# That 5 star rating doeee



## Hemiwithasemi (May 8, 2018)

bada boom bada bing!


----------



## Uber's Guber (Oct 22, 2017)

Congrats. Your career is safe for at least one more day.


----------



## escott24 (Sep 10, 2015)

That’s sick you should get your bonus any day now


----------



## Hemiwithasemi (May 8, 2018)

Uber's Guber said:


> Congrats. Your career is safe for at least one more day.


That's it? I was hoping to get one of those Lyft jackets at least..


----------



## escott24 (Sep 10, 2015)

Hemiwithasemi said:


> That's it? I was hoping to get one of those Lyft jackets at least..

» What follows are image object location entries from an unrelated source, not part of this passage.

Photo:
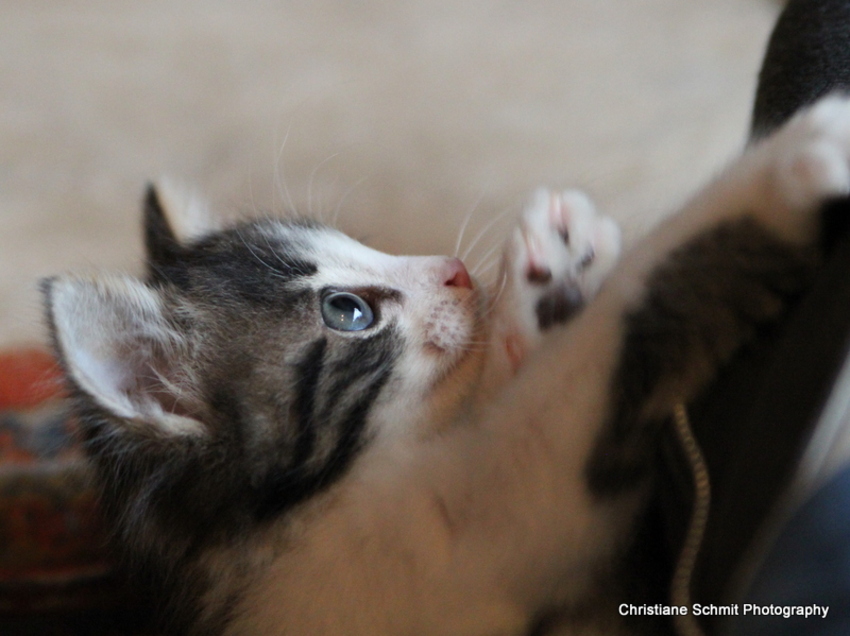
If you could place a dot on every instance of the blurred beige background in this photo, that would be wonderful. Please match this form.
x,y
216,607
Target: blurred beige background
x,y
398,118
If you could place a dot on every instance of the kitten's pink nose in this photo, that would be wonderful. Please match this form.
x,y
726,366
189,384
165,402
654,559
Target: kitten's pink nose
x,y
455,274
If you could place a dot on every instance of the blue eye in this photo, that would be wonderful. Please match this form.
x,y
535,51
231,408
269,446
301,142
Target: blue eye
x,y
346,312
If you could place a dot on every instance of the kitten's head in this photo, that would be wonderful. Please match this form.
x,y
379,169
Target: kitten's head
x,y
253,365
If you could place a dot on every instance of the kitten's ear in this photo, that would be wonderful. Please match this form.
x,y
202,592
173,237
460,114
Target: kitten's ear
x,y
173,216
119,348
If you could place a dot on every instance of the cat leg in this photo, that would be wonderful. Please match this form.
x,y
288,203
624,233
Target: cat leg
x,y
565,453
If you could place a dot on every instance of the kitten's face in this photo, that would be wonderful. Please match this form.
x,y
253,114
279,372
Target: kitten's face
x,y
278,292
286,348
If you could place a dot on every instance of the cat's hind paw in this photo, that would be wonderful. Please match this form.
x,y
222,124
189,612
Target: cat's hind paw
x,y
810,156
562,251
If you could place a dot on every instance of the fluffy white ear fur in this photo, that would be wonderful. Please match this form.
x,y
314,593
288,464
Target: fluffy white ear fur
x,y
186,213
119,348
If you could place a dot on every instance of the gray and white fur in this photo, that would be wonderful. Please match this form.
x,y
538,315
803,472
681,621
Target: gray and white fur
x,y
445,467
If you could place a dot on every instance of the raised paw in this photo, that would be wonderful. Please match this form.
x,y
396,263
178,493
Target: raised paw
x,y
810,155
561,252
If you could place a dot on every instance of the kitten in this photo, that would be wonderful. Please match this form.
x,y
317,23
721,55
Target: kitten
x,y
289,428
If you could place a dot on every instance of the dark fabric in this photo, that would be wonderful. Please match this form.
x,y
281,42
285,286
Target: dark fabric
x,y
756,418
808,565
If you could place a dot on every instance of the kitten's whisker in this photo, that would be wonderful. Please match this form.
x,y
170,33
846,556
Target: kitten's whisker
x,y
280,181
485,257
467,218
310,210
484,230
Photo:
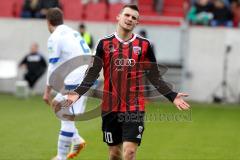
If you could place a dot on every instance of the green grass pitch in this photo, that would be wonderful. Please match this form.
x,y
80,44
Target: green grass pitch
x,y
29,131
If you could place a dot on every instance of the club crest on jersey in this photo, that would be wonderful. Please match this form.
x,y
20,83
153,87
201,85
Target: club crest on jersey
x,y
137,50
111,48
140,129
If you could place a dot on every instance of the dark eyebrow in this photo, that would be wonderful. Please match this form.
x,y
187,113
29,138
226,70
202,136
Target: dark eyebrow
x,y
127,14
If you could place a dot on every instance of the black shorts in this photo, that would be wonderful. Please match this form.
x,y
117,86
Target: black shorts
x,y
119,127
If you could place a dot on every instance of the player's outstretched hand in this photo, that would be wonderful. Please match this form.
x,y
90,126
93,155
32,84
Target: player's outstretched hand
x,y
72,97
67,100
180,103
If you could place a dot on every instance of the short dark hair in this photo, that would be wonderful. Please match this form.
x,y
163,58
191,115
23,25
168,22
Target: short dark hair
x,y
82,26
132,6
55,16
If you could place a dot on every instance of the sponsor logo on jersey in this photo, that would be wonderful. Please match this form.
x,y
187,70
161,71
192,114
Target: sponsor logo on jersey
x,y
137,50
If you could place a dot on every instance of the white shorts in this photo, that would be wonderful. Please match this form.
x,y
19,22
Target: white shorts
x,y
77,108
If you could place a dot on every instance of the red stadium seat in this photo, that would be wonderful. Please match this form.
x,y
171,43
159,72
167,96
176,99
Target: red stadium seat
x,y
6,8
96,11
114,10
17,8
73,10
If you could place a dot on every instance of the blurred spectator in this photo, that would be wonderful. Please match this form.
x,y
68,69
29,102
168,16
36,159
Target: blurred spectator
x,y
200,13
222,15
30,9
235,9
86,36
144,34
37,8
158,5
120,1
147,84
89,1
44,5
35,65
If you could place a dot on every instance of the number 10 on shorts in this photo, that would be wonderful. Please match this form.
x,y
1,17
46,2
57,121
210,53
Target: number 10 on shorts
x,y
108,137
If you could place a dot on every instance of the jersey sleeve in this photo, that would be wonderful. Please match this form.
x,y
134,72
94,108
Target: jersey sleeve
x,y
155,78
54,51
93,70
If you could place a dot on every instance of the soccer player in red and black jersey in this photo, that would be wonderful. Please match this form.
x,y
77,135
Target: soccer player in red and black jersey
x,y
124,57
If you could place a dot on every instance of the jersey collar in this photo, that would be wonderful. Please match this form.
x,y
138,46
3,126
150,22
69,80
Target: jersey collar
x,y
125,42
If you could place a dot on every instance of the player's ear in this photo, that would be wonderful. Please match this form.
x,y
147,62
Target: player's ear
x,y
118,17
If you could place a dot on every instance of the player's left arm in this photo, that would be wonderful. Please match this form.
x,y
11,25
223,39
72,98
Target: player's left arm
x,y
156,79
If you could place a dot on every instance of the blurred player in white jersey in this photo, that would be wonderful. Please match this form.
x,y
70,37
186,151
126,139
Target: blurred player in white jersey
x,y
64,44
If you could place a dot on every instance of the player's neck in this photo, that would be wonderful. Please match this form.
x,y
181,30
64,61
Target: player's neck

Funny you mention that cuz I just got that email for my 1000th ride, deleted it


----------



## george manousaridis (Jan 27, 2017)

Hemiwithasemi said:


> bada boom bada bing!


Legend


----------



## kc ub'ing! (May 27, 2016)

escott24 said:


> Funny you mention that cuz I just got that email for my 1000th ride, deleted it


Mistake! The jacket is badass!


----------



## Tom Harding (Sep 26, 2016)

Hemiwithasemi said:


> bada boom bada bing!


I wonder what your rating will be after 5,000 ratings? I bet you don't pick up Pool or Line.


----------



## Hemiwithasemi (May 8, 2018)

Tom Harding said:


> I wonder what your rating will be after 5,000 ratings? I bet you don't pick up Pool or Line.


I do pick up Pool and line. But only when I'm very desperate. And u should do the same. UBER pool UBER fool as terry tips says.


----------



## antonfilip (Mar 16, 2017)

Tom Harding said:


> I wonder what your rating will be after 5,000 ratings? I bet you don't pick up Pool or Line.


It doesnt matter how many rides you have 1000, 10000 or 100,Lyft only looks at the last 100 rides.


----------



## Jo3030 (Jan 2, 2016)

I can't wait til you can pay your bills in stars.


----------



## Stevie The magic Unicorn (Apr 3, 2018)

I'm a unicorn,

I eat stardust for breakfast and crap rainbows...


I'd still rather have cold hard cash for things like beer, gasoline and paying my taxes...


----------